Уно не отвечает. Из-под шлема пробиваются тихие отзвуки криков и музыки. Мори трогает его за плечо. Опять никакой реакции, так что Мори наклоняется и вытаскивает штырек провода из приставки. Тихие звуки прекращаются.

– Что случилось? – спрашивает Уно, поднимая стекло.

Щеки у него горят, глаза блестят.

– Ты не развлекаешься, – говорит Мори. – Ты проводишь расследование. Теперь объясни, что там происходит?

Уно объясняет: кабуки,[28] чайные дома, злые ростовщики, распутные мытари, загадочные вопросы, пришпиленные к стенам, записки в бутылках из-под сакэ, засада, измена, яд.

Он снимает шлем, протягивает его Мори.

– Вы не сможете понять, пока сами не попробуете. Это – как оказаться там, в центре этого всего.

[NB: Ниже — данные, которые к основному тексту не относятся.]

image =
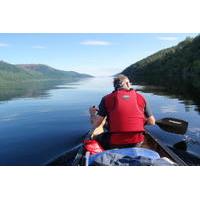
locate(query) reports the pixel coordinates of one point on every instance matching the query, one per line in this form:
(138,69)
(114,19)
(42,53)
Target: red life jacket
(125,118)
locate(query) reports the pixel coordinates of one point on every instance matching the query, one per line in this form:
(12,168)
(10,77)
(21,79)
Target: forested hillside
(34,72)
(175,65)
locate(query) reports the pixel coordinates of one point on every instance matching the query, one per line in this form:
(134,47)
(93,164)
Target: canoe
(80,157)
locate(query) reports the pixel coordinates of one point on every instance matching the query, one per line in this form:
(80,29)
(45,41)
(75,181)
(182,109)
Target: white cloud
(3,44)
(95,43)
(38,47)
(168,38)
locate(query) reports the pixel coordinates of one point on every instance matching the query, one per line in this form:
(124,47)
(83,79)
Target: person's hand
(92,111)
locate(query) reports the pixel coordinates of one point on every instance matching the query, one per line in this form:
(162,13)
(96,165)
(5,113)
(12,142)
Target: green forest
(178,66)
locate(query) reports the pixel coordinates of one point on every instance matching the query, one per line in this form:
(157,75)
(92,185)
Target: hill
(170,66)
(33,72)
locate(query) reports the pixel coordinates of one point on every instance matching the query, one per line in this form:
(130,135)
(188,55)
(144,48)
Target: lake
(41,120)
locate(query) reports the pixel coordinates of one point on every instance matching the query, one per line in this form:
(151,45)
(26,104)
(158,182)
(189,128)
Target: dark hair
(118,80)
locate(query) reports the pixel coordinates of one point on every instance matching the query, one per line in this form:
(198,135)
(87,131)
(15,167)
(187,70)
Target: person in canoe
(126,112)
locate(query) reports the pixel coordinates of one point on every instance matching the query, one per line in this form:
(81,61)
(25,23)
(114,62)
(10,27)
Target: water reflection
(186,96)
(31,89)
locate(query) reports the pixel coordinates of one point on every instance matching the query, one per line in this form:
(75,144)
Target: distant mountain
(177,64)
(29,72)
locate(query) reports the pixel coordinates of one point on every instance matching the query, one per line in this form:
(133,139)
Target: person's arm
(149,115)
(95,119)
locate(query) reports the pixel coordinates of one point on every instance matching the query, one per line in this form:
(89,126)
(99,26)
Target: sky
(95,54)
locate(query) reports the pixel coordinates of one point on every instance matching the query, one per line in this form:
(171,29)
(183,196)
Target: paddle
(173,125)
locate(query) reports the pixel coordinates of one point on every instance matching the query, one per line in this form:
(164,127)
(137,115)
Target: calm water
(39,121)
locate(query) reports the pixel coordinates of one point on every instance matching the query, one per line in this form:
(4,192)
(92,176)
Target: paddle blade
(181,145)
(173,125)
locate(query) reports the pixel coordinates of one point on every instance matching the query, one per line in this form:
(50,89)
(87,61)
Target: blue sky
(96,54)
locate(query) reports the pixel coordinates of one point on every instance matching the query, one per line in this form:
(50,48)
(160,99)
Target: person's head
(121,82)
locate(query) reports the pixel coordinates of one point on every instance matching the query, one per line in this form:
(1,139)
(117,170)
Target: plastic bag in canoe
(93,146)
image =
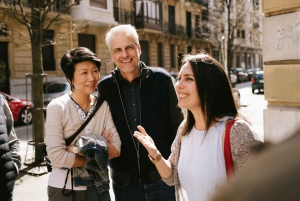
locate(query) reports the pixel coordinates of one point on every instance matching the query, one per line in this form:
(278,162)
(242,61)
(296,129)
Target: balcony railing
(123,16)
(201,2)
(59,6)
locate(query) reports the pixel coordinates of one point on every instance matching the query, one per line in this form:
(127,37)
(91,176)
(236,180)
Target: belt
(130,178)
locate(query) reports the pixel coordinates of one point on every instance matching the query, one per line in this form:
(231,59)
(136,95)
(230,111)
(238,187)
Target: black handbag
(71,138)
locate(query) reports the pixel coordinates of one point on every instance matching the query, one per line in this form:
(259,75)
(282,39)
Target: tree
(37,20)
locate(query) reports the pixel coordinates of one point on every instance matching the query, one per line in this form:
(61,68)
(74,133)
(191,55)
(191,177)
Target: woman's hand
(70,149)
(108,135)
(147,141)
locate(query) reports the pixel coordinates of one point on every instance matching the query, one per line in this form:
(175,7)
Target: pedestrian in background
(196,165)
(138,95)
(10,159)
(65,115)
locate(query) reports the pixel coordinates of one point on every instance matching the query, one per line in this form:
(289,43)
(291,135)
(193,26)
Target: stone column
(281,52)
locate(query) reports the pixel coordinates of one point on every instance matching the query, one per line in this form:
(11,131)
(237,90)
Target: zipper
(137,148)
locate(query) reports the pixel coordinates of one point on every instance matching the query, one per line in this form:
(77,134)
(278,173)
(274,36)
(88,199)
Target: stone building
(167,29)
(281,52)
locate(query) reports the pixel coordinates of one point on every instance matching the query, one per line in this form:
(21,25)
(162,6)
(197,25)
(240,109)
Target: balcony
(58,6)
(95,15)
(144,22)
(201,2)
(123,16)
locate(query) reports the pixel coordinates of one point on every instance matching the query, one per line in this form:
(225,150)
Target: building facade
(281,53)
(167,30)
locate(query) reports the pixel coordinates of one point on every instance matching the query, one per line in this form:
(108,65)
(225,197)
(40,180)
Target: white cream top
(201,166)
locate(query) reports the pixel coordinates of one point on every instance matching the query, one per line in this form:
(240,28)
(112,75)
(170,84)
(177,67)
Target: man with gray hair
(139,95)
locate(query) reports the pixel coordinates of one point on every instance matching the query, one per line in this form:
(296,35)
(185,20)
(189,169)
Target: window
(243,34)
(3,29)
(216,55)
(205,15)
(99,3)
(88,41)
(172,56)
(172,20)
(188,24)
(147,12)
(189,50)
(179,58)
(151,12)
(145,52)
(48,51)
(159,55)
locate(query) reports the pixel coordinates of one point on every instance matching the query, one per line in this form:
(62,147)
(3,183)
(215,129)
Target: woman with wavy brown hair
(196,165)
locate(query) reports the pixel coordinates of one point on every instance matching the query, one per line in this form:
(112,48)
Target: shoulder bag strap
(227,149)
(70,139)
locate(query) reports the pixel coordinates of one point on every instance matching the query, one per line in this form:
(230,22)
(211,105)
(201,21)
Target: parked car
(251,72)
(20,109)
(242,76)
(258,81)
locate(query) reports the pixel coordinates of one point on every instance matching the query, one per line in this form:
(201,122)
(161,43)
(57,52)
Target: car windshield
(55,88)
(259,75)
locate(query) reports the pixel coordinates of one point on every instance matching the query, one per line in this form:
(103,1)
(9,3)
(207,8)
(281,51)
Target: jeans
(154,191)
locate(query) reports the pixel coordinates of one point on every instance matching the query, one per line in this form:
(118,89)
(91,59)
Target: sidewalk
(30,187)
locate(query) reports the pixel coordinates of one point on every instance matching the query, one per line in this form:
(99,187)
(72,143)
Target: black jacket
(8,170)
(160,117)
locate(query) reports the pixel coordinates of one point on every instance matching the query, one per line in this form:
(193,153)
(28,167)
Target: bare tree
(37,20)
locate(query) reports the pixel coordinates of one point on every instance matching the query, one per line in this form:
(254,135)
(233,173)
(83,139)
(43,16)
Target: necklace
(80,106)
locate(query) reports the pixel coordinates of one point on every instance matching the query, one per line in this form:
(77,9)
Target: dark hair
(75,56)
(214,90)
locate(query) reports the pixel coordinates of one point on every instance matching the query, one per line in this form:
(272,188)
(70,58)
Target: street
(252,106)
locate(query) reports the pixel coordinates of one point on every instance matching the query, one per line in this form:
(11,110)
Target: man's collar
(143,74)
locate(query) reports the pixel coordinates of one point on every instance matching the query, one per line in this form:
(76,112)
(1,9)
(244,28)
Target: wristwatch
(75,150)
(158,157)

Мори осторожно надевает шлем. Опускает стекло: мир темнеет, как в кино перед тем, как начинают крутить ленту.

И лента начинает крутиться. Вокруг образы: яркие, быстрые, они проносятся перед глазами. Шум: шаги, крики уличных разносчиков, лютневая музыка из верхнего окна. Пульс Мори ускоряется. Кто-то за спиной, кто-то шепчет вопрос ему в ухо. Он поворачивается, оказываясь лицом к лицу с гейшей – белое лицо, маленький рот, волосы заколоты гребнями в драгоценных камнях. Ванна? Она просит его зайти внутрь, ему приготовили ванну. Приготовили? Откуда они знали, что он придет? Мори отказывается и отправляется прочь. Кругом сплошные лица, крики; люди в индиговых кимоно тряской рысью несут по улице лакированный паланкин. Попрошайка смотрит вверх на Мори из своей тележки, усмехаясь ртом, в котором недостает зубов.

– Ты знаешь, кто это?

Мори мотает головой.

– Тот самый. Он сделал яд, который убил жену твоего друга.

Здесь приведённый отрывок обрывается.